AppConnect seeks to solve the budget busting and complex problem of tying together applications from multiple vendors, he said.

"If you [look] at how application integration is done today, it is very expensive because companies buy portal, EAI, and warehouse products and then the CIO has to integrate those integration products together," Gassner said. "That is a huge problem and the results are not stellar."

PeopleSoft is well-poised to tackle the integration problem, according to Gassner, because it can dig into three distinct application layers.

"We are the first company to come at application integration on these three levels: on the portal level, [and] on the traditional EAI and warehouse levels. You need to connect applications at these three levels, for the people, the process, and the data," he said.

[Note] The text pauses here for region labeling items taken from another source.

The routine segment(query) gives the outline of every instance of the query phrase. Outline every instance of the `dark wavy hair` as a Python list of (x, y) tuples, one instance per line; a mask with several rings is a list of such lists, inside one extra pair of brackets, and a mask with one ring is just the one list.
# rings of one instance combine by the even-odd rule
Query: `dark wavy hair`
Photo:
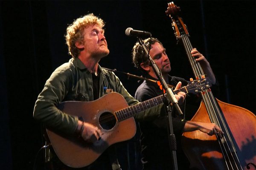
[[(148, 38), (143, 40), (147, 49), (148, 49), (149, 45), (151, 48), (151, 45), (154, 44), (156, 42), (158, 42), (162, 44), (162, 43), (157, 38)], [(148, 56), (144, 50), (142, 45), (140, 44), (139, 42), (136, 42), (132, 48), (132, 62), (134, 65), (134, 67), (141, 71), (143, 73), (146, 74), (146, 72), (140, 66), (140, 64), (148, 62)]]

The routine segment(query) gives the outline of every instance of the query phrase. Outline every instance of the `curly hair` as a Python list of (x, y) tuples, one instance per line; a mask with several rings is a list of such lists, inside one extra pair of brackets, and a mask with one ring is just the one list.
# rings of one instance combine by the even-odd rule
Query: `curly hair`
[(87, 27), (94, 25), (102, 28), (105, 23), (102, 19), (91, 13), (75, 20), (67, 28), (65, 35), (66, 43), (68, 48), (68, 53), (73, 58), (78, 57), (80, 52), (79, 49), (76, 46), (76, 42), (83, 42), (84, 30)]
[[(143, 42), (147, 49), (148, 49), (150, 44), (152, 45), (157, 42), (163, 45), (160, 41), (155, 38), (152, 37), (151, 39), (148, 38), (143, 40)], [(132, 62), (134, 65), (134, 67), (140, 70), (143, 73), (146, 73), (145, 71), (140, 66), (140, 63), (148, 62), (148, 59), (142, 45), (140, 44), (139, 42), (136, 42), (132, 48)]]

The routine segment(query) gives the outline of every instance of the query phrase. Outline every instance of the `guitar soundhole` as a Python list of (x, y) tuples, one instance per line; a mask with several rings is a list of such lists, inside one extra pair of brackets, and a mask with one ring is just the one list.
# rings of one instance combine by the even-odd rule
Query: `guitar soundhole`
[(99, 124), (104, 129), (109, 130), (113, 128), (116, 122), (116, 117), (110, 112), (102, 114), (99, 119)]

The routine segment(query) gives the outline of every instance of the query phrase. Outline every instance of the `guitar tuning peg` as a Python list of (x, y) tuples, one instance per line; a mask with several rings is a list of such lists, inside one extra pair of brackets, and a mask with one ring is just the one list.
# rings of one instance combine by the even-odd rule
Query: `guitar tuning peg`
[(158, 85), (158, 86), (160, 86), (161, 85), (161, 83), (160, 82), (160, 81), (157, 81), (157, 85)]

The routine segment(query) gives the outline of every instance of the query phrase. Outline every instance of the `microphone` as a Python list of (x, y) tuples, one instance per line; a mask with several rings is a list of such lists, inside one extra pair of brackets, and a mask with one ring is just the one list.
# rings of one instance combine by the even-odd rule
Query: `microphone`
[(125, 35), (128, 37), (151, 37), (151, 33), (143, 31), (135, 30), (131, 28), (128, 28), (125, 30)]

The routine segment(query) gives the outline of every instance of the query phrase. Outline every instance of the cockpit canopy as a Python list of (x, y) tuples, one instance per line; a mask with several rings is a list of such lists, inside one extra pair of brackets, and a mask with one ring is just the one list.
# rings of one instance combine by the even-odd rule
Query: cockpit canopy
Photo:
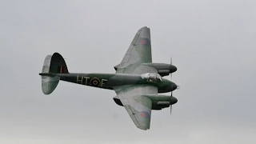
[(162, 77), (157, 73), (146, 73), (141, 75), (146, 82), (161, 82)]

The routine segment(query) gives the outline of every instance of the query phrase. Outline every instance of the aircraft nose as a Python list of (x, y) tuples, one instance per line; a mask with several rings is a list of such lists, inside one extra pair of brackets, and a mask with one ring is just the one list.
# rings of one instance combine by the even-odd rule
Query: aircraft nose
[(174, 72), (177, 71), (177, 67), (174, 65), (170, 65), (170, 73), (174, 73)]

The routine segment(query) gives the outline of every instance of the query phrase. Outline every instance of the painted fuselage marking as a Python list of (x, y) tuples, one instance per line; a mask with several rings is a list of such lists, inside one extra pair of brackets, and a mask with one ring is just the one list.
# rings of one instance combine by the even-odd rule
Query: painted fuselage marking
[(98, 78), (90, 78), (90, 77), (77, 77), (77, 83), (82, 85), (89, 85), (94, 86), (102, 87), (105, 85), (105, 82), (107, 82), (107, 79), (100, 79)]

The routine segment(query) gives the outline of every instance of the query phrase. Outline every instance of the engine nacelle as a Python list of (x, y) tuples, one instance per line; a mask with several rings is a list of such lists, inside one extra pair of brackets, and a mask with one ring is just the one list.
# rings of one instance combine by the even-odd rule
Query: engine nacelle
[(162, 77), (169, 75), (169, 74), (177, 70), (176, 66), (166, 63), (142, 63), (142, 65), (155, 68)]

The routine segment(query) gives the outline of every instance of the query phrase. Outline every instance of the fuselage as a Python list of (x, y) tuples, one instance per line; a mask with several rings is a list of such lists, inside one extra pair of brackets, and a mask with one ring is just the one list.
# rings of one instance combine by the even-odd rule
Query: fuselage
[(115, 86), (147, 84), (158, 87), (158, 93), (173, 91), (177, 88), (175, 83), (168, 79), (162, 78), (161, 82), (147, 82), (138, 74), (56, 74), (60, 80), (69, 82), (94, 86), (102, 89), (113, 90)]

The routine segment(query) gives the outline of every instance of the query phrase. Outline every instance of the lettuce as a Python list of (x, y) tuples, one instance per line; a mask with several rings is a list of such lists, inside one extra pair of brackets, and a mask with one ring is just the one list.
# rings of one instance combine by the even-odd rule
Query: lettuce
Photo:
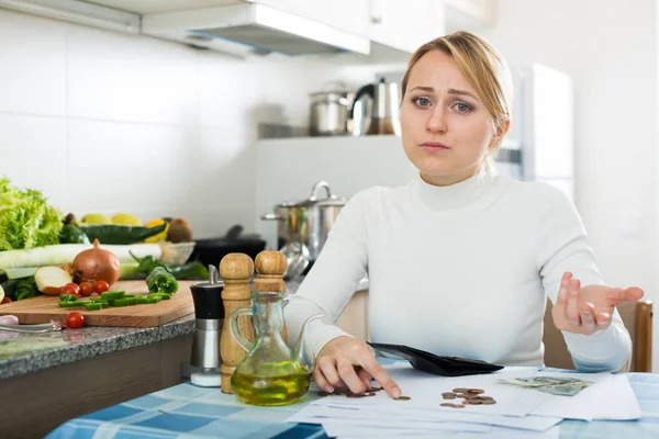
[(0, 178), (0, 250), (59, 244), (60, 216), (40, 191), (20, 190)]

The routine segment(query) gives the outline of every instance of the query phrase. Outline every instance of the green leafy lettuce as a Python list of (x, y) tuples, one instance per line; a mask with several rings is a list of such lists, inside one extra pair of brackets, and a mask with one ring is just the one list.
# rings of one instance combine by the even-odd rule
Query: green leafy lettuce
[(60, 213), (36, 190), (12, 187), (0, 178), (0, 250), (59, 244)]

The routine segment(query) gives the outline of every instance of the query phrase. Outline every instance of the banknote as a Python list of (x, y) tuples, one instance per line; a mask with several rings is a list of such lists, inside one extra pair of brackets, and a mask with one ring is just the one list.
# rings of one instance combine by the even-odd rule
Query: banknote
[(499, 382), (560, 396), (574, 396), (582, 390), (594, 384), (592, 381), (562, 376), (525, 376), (512, 380), (499, 380)]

AppConnect products support J2EE and .Net and communicate with each other using Web services standards. The Enterprise Portal and Enterprise Warehouse products include basic Web services support, while the Integration Broker product offers more sophisticated Web services capabilities such as transformation and routing. AppConnect runs on top of either BEA WebLogic or IBM WebSphere application servers.

In addition to creating links between the suite products, Web services technology also helps pave the way for integration with competing products from the likes of SAP and Oracle.

"That is the neutral way to communicate. There are a lot of standards and products are starting to use them. Going forward the need for these special connectors is going down & because applications like PeopleSoft and SAP both talk Web services," Gassner said.

Furthermore, because not every product or enterprise is Web services-enabled in the short term, PeopleSoft also will be rolling out a set of starter kits that provide packaged connectors to competing offerings.